Soon they are back on the twisted street set, where a lamplighter ignites a streetlight that offers no illumination but which corresponds to a star-shaped splash of white paint on the ground. They stop to look at a bent leaflet offering 1000 marks for evidence leading to the arrest of the murderer from the night before. The woman from the opening scene (Lil Dagover) now walks up, clothed in more ordinary street clothing, and greets both of them. The trio walks together through strange sets, and the girl holds her wrap close, as if it is a cold evening. An insert shows Caligari emerging from a leaning door in an unevenly-constructed trailer, peering out into the night, checking all sides of his trailer in case he is being spied upon. We return to the street set, where Francis and Alan have walked the girl safely home. They vow not to let her come between their friendship, though it is clear that Alan is smitten beyond words.
That night, we see Alan sleeping in his rounded bed, next to one of his high-backed chairs. He awakes instantly as the silhouette of Cesare strikes the wall next to him and looks up with horror, his hands outstretched to defend himself, as it grows larger. An insert shows those hands, almost apoplectic in their gesture of abjuration, but we cut back to see the silhouette raise and lower a knife. A woman wanders in shock through the angled street and ascends to Francis’s apartment to inform him of the murder. Francis responds with a series of melodramatic gestures and pained facial expressions. He then has the woman take him back to see the body, and we now see the set of Alan’s bedroom from a third angle, different from the one we saw when he was introduced and very different from the murder scene, although we can see the head of his bed as well as the window and its splash of light-paint on the floor, as well as two of his odd chairs. Francis recalls the prophecy of Cesare and begins to put two and two together.
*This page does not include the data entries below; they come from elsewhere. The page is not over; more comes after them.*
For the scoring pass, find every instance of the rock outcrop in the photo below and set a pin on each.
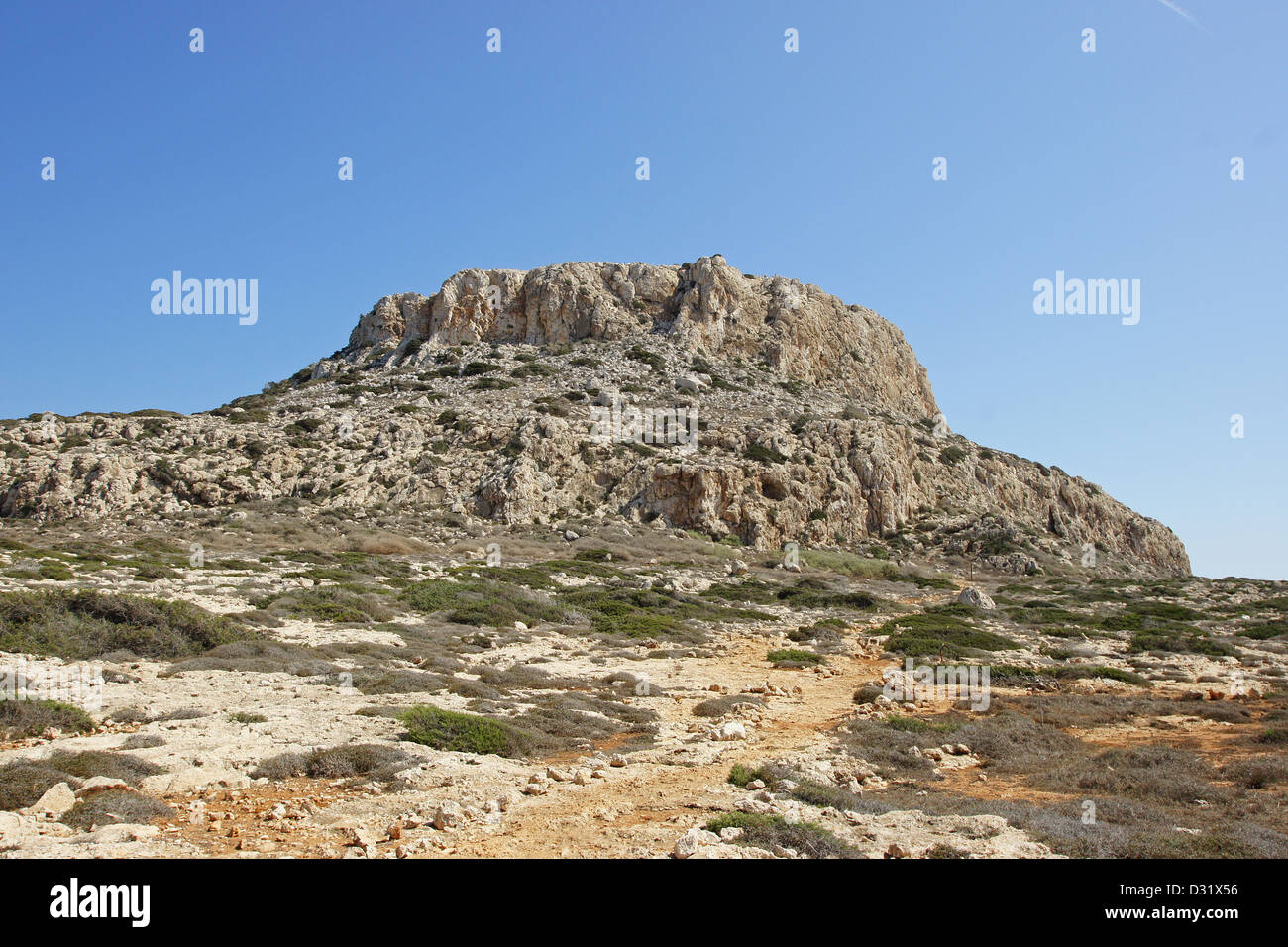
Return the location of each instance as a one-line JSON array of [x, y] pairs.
[[695, 397]]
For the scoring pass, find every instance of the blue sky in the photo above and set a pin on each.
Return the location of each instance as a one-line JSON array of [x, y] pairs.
[[814, 165]]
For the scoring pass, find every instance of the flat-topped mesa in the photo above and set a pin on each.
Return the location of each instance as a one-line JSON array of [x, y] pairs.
[[707, 307]]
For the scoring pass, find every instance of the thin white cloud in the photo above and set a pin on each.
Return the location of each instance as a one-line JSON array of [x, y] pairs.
[[1175, 8]]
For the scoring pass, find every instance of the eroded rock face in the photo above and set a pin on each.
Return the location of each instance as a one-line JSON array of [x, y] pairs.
[[704, 307], [815, 425]]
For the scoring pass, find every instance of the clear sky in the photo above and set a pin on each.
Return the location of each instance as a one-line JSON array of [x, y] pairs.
[[815, 163]]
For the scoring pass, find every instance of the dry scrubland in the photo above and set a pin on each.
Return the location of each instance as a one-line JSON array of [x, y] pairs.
[[403, 604], [605, 694]]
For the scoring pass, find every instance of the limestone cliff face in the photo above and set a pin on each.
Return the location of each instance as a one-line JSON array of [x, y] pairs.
[[706, 307], [815, 425]]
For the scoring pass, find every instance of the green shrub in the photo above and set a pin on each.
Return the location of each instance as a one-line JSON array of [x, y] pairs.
[[768, 831], [794, 657], [446, 729], [81, 625], [26, 719]]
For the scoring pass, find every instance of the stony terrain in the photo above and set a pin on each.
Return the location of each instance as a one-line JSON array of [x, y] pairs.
[[814, 424], [406, 603]]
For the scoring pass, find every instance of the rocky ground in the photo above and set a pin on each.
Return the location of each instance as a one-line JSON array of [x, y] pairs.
[[437, 594], [666, 694], [811, 423]]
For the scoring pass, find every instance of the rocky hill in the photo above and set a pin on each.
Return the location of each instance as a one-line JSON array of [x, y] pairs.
[[692, 397]]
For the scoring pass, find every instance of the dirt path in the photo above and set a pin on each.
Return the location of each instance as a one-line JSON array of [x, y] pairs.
[[644, 806]]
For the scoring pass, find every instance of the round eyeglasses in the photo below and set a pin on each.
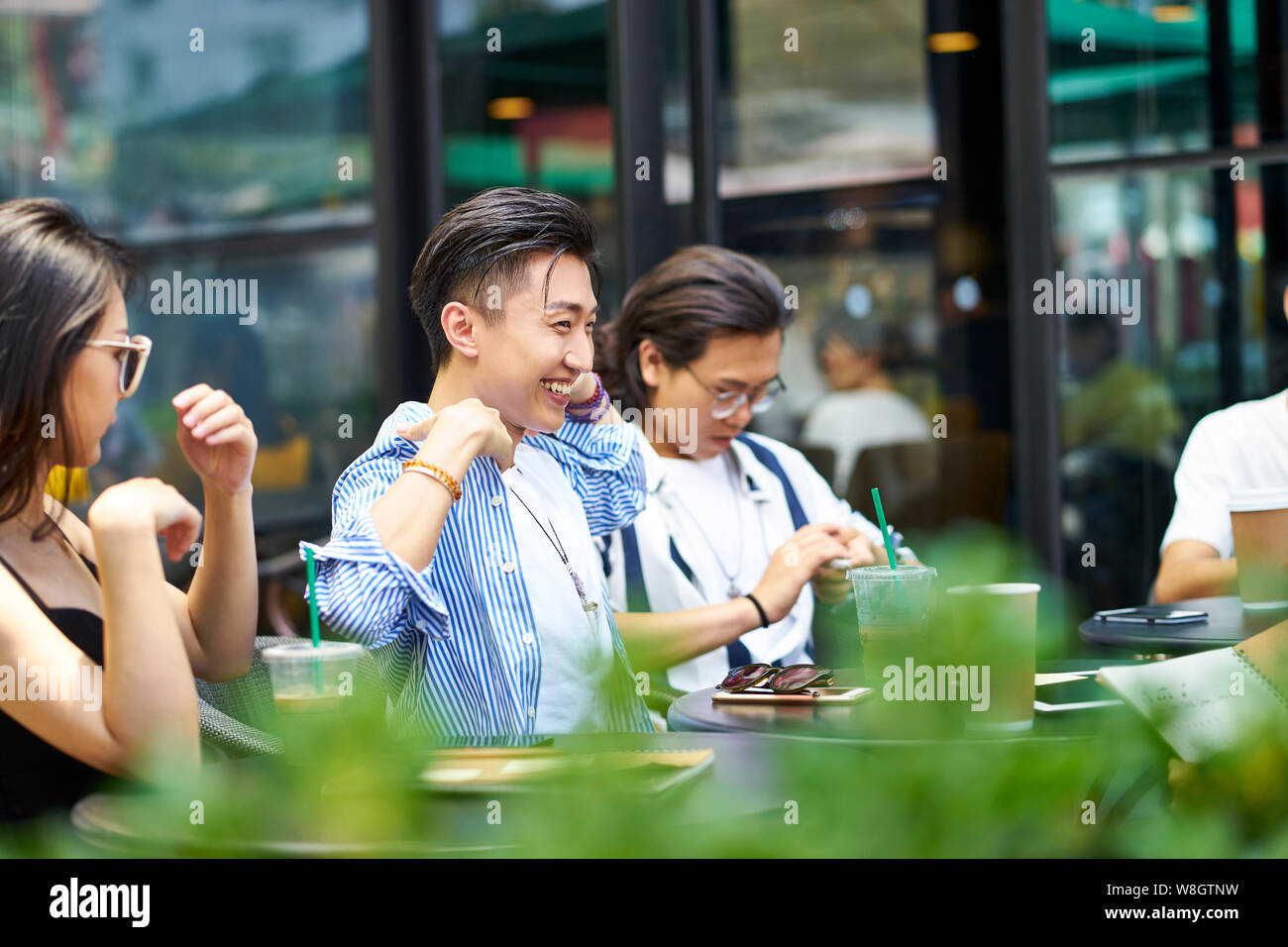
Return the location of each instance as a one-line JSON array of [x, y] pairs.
[[137, 352], [726, 403]]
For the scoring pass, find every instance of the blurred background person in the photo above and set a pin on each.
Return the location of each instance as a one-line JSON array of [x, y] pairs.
[[862, 408]]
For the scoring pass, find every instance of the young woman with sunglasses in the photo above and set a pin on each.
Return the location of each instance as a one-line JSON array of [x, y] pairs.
[[97, 650], [735, 526]]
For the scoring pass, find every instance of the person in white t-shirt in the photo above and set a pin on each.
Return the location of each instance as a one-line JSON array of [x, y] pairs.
[[722, 566], [1240, 447], [863, 410]]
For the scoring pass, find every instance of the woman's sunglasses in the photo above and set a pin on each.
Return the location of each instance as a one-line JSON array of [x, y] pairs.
[[791, 680], [137, 352]]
We iris out of that scene and into a set that depicts the lower part of a curving stairwell, with lines that define a vanishing point, making them seem to go a greater distance than in reality. Francis rapidly ascends these stairs and enters a room with windows and designs on the back wall that seem to define a jack-o-lantern like face. There are two uniformed policemen with Keystone-style mustaches working on either side of a desk, facing each other. They surround Francis as he reports the murder. He vows not to rest until the frightful crimes (“die furchtbaren Dinge, die ringsum geschehen”) are solved, a kind of reverse-somnambulism. An inspector (a young man with a cape and top hat) is brought in to confer with the officers, and Francis walks upstage looking obsessive. Eventually, he slowly descends the curved staircase alone.
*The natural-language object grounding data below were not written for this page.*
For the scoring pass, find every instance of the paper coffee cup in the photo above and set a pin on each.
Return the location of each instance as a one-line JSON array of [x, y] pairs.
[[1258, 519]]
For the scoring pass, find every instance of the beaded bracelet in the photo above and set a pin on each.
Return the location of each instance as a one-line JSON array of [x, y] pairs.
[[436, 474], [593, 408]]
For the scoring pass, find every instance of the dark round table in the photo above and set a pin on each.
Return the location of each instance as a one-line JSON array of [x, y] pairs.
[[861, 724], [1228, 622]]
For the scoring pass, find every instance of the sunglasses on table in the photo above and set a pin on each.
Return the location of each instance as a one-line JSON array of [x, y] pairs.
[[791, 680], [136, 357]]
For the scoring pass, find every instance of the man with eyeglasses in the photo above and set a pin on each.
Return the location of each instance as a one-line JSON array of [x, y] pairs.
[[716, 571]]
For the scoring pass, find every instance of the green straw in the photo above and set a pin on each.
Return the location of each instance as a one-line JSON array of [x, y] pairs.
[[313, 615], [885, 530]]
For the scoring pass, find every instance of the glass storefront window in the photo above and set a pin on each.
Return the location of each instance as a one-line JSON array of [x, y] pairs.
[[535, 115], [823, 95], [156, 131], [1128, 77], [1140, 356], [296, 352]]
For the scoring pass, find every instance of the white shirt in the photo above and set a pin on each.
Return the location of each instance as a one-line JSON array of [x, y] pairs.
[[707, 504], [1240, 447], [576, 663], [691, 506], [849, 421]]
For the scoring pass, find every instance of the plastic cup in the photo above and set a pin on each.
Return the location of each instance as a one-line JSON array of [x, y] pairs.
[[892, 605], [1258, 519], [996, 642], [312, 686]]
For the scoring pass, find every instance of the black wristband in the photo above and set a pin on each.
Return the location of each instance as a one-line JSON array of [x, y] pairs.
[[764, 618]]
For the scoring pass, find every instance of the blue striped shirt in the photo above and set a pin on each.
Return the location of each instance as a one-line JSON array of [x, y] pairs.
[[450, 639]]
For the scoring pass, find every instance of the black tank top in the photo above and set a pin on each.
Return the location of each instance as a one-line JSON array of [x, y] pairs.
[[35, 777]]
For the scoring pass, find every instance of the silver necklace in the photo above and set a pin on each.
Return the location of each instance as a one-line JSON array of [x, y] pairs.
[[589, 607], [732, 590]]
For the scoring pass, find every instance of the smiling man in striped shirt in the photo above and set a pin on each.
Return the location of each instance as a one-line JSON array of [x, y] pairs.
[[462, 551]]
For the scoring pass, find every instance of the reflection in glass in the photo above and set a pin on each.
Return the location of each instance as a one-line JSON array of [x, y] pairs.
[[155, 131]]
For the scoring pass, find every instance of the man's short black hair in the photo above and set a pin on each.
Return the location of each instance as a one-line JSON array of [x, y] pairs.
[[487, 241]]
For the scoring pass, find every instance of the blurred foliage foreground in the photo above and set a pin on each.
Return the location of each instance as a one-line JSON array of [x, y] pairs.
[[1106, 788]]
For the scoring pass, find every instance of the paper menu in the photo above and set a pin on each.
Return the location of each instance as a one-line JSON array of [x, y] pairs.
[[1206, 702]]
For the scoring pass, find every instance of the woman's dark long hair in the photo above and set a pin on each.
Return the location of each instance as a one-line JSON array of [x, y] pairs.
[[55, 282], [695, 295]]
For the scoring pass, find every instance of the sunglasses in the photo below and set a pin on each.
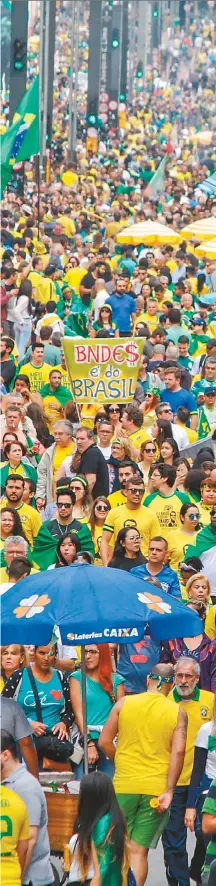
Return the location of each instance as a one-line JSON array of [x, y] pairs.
[[193, 517], [63, 505]]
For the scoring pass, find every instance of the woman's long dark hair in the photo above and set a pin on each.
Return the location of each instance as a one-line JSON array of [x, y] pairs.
[[60, 560], [174, 446], [119, 550], [96, 799], [17, 527], [25, 289]]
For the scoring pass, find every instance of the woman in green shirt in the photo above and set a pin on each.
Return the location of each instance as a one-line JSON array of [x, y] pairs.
[[103, 689], [101, 835]]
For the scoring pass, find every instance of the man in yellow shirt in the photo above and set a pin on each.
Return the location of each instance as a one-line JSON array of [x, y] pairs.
[[14, 837], [37, 371], [148, 761], [198, 705], [132, 425], [132, 513], [13, 498], [52, 459], [167, 501]]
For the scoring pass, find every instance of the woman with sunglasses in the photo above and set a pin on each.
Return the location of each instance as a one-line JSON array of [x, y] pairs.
[[169, 451], [114, 415], [67, 549], [148, 455], [127, 554], [83, 504], [98, 516], [152, 398], [180, 539], [103, 689], [182, 466], [198, 589]]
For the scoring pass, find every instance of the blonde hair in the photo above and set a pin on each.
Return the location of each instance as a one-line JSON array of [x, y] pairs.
[[194, 578]]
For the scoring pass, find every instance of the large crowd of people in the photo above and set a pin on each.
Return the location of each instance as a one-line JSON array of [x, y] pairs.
[[129, 486]]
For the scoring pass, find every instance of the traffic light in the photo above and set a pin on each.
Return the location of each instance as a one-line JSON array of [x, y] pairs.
[[139, 71], [92, 113], [115, 38], [19, 55]]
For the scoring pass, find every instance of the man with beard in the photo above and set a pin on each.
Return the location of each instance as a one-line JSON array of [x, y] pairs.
[[198, 704]]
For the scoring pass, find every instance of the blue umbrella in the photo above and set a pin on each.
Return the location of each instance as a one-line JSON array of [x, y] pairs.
[[88, 603], [91, 604]]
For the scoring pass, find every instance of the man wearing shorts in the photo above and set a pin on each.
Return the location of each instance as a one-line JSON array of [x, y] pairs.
[[148, 758]]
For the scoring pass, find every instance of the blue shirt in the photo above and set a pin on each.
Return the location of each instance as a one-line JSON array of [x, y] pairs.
[[50, 695], [167, 578], [179, 398], [122, 308]]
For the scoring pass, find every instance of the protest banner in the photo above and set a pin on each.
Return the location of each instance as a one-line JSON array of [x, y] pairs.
[[103, 370]]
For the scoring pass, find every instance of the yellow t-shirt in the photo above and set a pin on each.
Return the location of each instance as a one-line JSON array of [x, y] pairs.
[[210, 623], [65, 377], [145, 731], [178, 543], [73, 277], [4, 575], [141, 519], [30, 519], [167, 509], [52, 415], [150, 320], [204, 514], [88, 413], [59, 455], [116, 498], [38, 375], [199, 710], [14, 827], [38, 284], [138, 437]]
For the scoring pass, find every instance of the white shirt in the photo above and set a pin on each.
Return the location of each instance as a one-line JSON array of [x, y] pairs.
[[106, 451], [202, 742], [99, 301]]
He finds the girl, in front of a wall that has clouds and trees painted on it and café-style seating in front, and tells her of Alan’s death. She recoils in horror and he sits heavily in one of the chairs. They enter a room with white curtains, bourgeois furniture, and a series of arches painted on the rear wall, and he tells her father about Alan as well. The father suggests that he can use his influence to get the police to allow them to investigate Cesare and the two exit together. However, before they can make their case, we cut to a dark alley with splotches all along the ground and only a few misshapen windows. A lone figure creeps along the relatively-straight walls (perhaps this neighborhood is too poor for large-scale Expressionism), and ducks into a jagged doorway. A woman leans out of a tiny window and screams murder, then we see the same alleyway, now more brightly lit, and the man running away with a knife in his hand. It is clearly not Cesare. He is quickly apprehended by a group of good citizens.
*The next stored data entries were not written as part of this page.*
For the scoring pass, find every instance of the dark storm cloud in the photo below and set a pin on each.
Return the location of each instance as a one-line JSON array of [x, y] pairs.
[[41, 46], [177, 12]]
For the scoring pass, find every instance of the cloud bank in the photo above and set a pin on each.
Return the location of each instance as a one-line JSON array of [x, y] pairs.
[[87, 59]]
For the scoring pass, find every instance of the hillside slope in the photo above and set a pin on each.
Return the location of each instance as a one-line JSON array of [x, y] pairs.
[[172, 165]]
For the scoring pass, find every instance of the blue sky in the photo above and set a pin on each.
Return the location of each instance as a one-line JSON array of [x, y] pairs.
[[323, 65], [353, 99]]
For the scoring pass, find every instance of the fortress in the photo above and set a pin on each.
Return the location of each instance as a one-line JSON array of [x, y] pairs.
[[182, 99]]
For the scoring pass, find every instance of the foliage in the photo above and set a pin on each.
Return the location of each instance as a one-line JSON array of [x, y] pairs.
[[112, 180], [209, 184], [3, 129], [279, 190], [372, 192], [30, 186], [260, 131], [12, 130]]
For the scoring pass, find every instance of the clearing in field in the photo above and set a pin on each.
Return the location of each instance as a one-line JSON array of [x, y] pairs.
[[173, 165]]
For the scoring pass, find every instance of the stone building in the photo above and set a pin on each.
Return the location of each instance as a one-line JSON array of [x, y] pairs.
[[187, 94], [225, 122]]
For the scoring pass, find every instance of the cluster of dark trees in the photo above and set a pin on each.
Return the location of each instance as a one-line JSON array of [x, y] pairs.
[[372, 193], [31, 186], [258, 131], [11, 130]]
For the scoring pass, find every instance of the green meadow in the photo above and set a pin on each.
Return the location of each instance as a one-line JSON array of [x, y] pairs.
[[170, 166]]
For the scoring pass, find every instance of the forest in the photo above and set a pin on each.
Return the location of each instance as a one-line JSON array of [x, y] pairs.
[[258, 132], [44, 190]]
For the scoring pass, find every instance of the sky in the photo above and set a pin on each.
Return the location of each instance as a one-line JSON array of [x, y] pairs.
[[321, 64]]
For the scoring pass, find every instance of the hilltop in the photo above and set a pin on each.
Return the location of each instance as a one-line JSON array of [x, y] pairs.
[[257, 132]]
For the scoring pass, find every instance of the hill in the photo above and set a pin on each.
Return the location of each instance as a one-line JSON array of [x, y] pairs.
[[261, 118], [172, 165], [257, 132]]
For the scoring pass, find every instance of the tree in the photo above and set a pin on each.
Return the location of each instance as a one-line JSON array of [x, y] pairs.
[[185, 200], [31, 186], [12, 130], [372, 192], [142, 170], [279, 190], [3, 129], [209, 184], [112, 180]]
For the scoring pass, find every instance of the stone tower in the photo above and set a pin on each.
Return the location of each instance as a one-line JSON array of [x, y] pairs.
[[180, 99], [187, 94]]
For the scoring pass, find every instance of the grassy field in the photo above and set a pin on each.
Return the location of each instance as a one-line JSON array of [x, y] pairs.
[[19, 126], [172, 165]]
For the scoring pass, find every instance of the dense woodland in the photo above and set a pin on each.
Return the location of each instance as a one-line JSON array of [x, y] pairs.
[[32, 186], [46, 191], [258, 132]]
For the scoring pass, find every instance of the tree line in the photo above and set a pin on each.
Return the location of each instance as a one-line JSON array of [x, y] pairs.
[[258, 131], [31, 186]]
Next, we see Caligari inside of his trailer, preparing gruel for Cesare. Caligari opens the cabinet, now lying horizontal on his floor, and sits Cesare up, spooning the food into his mouth. We see Francis leading the father up to the front door of the trailer, and he knocks. Caligari puts Cesare back in his box and answers, examining the warrant that the father produces and looking frustrated and concerned, but showing them in. We cut back to the curved staircase, and the mob escorts its captive up to the jack-o-lantern police headquarters. With wagging fingers and shaking heads, they accuse the man of being the famous murderer. A dark, grizzled figure, he looks on stolidly, and is dragged off to a cell. Meanwhile, Francis and the father paw at the somnambulist, satisfying themselves that he cannot be awakened, while Caligari glares toward the camera. They request him to awaken Cesare, but Caligari refuses. Now Francis sees a paperboy and runs out to get the “Extrablatt” which tells of the arrest of the murderer in the alley. He and the girl’s father rush off, and Caligari sees them off with a sarcastic tip of his top hat.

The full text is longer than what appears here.